ダキア
ダキア(ラテン語:Dacia)とは、古代中央ヨーロッパの一地域で、ダキア人とゲタエ人が居住していた地域を指す。ほぼ現在のルーマニアの国土(より正確には「大ルーマニア」と呼ばれた時代の国土)にあたり、東はティサ川、西はハンガリー、南はドナウ川、北はカルパチア山脈の森林地帯までの地域となる。ルーマニアでは同様の表記で、「ダチア」と読む。
概要
ダキア人は、インド・ヨーロッパ語族に属する言語を話していた民族で、トラキア人の一派に属する。古代ギリシア人にはゲタエ人の名で、古代ローマ人にはダキア人の名で知られていた。 通常トラキア人というと、ドナウ南方に居住していたトラキア・ダキア族のうち、南方に居住していた一派を指し、一方ダキア人とは、北方に居住していた一派を指す。両派ともに、紀元前1000年頃に同地域に移住してきたと考えられている。ゲタエ人に関しては、トラキア人の一部族に過ぎないとする説もある。古代ギリシアの史家たちによれば、当時のトラキア人の中には、異なる起源や文化を保有している多数の部族があったとされている。ダキア人とトラキア人の相関関係については、歴史学会の中でも活発な論争が為されており、未だ定説と呼べるものはない。

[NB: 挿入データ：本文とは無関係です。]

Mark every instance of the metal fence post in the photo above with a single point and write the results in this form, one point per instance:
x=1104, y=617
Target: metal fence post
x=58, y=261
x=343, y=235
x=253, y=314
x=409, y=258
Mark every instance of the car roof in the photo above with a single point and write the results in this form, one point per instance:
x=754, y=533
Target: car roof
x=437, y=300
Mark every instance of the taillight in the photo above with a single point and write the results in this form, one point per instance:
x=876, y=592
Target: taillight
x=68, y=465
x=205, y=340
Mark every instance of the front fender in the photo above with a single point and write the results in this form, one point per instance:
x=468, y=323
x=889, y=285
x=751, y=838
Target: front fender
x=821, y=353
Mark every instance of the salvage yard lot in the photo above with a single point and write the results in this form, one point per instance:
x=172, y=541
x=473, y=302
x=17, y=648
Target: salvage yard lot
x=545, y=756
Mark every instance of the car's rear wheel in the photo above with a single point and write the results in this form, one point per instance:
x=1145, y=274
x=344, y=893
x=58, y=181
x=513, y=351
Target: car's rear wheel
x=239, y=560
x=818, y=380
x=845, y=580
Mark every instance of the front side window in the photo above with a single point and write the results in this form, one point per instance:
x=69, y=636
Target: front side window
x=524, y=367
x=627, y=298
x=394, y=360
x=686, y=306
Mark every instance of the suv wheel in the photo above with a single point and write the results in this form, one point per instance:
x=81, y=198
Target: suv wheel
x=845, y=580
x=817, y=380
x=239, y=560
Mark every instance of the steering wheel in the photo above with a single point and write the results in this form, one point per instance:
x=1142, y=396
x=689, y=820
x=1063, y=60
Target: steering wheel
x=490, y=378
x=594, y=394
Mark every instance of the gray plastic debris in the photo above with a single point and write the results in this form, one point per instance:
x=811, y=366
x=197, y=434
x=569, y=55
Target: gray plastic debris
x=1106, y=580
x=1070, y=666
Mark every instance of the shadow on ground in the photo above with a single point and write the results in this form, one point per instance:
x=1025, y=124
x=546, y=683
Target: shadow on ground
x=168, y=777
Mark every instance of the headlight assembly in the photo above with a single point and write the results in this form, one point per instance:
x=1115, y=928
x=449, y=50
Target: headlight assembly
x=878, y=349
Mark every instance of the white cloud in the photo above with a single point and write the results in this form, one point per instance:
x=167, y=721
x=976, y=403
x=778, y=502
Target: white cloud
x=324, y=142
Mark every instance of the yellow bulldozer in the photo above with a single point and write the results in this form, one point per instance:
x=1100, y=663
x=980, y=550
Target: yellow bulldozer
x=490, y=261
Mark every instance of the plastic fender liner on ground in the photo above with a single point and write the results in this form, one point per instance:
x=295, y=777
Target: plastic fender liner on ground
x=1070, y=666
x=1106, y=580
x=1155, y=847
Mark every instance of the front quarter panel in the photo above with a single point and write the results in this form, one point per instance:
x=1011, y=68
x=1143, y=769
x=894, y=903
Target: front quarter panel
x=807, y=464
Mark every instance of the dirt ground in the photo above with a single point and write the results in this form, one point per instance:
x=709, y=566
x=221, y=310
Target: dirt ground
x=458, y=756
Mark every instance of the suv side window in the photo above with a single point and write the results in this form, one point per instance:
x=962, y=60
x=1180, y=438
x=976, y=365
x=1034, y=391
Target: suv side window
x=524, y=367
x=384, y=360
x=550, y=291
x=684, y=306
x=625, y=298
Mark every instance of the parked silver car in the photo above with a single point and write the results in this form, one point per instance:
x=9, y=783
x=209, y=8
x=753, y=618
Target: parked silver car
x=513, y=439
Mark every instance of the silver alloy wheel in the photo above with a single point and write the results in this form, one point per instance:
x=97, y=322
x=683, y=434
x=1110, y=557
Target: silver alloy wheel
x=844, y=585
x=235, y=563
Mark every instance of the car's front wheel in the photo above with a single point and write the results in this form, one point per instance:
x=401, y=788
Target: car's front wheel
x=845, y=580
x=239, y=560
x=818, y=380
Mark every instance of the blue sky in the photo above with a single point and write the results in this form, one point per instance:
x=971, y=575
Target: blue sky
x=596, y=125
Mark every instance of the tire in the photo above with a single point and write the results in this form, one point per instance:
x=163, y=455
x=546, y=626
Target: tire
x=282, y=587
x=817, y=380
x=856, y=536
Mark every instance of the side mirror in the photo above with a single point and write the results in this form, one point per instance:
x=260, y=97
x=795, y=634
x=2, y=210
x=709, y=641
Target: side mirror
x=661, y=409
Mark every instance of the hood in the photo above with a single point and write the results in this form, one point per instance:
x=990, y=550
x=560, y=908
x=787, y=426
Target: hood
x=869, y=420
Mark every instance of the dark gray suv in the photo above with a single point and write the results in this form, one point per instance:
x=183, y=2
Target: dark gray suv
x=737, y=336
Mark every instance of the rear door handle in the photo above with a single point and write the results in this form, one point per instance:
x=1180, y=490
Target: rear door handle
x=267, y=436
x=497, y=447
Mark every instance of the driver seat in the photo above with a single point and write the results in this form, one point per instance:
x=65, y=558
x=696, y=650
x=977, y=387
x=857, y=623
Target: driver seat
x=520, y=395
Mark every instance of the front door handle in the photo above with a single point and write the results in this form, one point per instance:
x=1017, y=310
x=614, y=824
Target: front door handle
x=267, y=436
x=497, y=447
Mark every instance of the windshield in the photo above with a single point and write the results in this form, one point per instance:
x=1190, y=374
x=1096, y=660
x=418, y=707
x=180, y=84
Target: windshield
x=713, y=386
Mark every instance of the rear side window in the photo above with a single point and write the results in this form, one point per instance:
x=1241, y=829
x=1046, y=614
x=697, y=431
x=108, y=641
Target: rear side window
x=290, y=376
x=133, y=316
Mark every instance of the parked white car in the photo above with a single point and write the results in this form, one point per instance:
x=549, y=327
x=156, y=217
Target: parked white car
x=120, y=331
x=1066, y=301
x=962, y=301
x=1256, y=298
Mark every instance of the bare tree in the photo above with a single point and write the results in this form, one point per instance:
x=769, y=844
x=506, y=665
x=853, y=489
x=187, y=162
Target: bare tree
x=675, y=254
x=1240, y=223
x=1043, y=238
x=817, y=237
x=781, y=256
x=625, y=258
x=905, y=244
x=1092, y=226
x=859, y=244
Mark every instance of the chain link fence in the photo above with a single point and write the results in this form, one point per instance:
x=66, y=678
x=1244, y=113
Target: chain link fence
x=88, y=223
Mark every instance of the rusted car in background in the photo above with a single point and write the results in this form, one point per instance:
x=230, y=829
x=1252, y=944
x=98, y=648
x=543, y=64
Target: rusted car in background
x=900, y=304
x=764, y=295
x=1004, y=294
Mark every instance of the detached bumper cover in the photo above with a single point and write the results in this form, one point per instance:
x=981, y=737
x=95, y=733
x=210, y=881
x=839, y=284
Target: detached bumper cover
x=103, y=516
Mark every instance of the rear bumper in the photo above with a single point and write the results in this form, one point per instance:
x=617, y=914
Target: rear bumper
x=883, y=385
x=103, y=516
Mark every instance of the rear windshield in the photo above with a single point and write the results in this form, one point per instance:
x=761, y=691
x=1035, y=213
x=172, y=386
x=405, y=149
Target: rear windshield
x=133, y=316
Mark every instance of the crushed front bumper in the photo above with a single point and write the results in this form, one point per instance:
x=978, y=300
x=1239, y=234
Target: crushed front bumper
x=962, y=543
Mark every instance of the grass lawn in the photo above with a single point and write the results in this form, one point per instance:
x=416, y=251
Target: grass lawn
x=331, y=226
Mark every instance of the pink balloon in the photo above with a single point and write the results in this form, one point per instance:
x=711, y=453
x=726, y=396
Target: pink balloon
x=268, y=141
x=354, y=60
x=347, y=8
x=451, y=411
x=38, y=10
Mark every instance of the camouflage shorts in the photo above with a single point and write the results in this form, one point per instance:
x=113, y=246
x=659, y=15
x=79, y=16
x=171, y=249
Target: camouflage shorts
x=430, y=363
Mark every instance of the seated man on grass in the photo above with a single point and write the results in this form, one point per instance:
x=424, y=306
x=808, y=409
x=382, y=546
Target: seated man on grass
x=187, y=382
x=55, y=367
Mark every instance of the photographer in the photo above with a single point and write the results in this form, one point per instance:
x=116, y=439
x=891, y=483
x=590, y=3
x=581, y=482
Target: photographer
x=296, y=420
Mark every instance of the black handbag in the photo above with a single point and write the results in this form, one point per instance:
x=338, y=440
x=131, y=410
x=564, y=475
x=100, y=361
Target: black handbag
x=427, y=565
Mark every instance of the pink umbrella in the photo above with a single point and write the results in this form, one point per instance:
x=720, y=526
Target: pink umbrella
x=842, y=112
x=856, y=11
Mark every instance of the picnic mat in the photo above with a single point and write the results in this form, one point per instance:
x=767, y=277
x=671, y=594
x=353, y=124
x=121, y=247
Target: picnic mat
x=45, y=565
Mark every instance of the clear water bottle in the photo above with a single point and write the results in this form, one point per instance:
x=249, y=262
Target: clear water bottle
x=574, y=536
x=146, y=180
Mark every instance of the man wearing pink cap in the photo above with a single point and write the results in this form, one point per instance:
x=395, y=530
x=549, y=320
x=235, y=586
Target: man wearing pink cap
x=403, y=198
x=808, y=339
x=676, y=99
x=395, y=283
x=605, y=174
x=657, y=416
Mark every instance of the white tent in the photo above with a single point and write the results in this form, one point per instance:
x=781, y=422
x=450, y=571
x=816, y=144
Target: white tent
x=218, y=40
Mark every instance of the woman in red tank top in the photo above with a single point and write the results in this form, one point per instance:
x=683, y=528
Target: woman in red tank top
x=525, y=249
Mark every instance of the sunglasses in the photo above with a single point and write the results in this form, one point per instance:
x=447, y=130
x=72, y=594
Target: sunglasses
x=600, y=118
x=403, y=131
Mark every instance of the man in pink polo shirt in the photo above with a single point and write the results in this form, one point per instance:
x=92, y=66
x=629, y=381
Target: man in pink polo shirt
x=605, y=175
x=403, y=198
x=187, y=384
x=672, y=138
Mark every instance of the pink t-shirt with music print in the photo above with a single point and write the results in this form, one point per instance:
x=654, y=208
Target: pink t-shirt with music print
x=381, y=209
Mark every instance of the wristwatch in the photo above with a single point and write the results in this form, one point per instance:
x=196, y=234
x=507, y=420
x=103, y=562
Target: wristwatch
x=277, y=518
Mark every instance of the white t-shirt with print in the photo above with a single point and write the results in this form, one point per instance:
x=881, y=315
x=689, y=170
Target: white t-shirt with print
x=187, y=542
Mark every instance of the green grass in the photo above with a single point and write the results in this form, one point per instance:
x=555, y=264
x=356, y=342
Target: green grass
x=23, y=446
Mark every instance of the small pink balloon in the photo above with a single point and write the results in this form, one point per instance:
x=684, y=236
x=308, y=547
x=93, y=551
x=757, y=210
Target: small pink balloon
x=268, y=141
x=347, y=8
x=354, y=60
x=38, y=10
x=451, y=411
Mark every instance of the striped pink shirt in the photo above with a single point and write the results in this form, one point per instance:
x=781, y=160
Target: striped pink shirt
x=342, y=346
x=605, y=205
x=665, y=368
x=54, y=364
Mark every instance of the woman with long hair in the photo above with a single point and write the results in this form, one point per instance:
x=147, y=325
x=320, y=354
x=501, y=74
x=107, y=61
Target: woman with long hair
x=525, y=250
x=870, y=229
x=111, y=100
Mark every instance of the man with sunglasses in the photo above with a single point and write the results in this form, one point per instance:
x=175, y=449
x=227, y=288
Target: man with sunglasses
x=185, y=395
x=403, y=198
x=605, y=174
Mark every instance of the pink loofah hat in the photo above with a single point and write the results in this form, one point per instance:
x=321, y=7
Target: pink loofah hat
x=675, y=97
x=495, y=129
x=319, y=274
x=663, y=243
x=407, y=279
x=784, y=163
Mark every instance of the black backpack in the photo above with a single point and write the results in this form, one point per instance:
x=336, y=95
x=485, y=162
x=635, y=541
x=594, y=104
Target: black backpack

ダキア人という呼び名は、バナト地方およびトランシルバニア地方に居住していた人々に対するもので、ムンテニア地方およびドブロジャ地方の居住者はゲタエ人、モルドバ地方の居住者はカルピ人と呼ばれた。
ヘロドトスの『歴史』(第4巻)には、スキティア人に関する記述が見られる。スキティア人は、インド・ヨーロッパ語族に属する言語を話していた民族で、紀元前1世紀には、現在の黒海北部を中心に力を振るっていた。その中で「スキティア王族」と呼ばれる一派が、紀元前800年頃に黒海北西部および西部に定住した。東カルパチア山脈西部には、スキティア人と言語的に相関性のある一部族が住んだ。ヘロドトスはまた、ゲタエ人にも言及しており(「ゲタイ」の名で登場している)、ドナウ南部に居住するトラキア系の一部族で、紀元前500年頃にアケメネス朝ペルシアのダレイオス1世に敗れ、紀元前350年以降にはマケドニアの軍事的圧力下でドナウ北部に移住し、そこで原住民と混ざり一つの民族を形成するに至った、としている。この頃から、ドナウ北部に居住する民族を、古代ローマ人は「ダキア・ゲタエ人」と呼び、古代ギリシア人は「ゲタエ・ダキア人」と呼ぶようになった。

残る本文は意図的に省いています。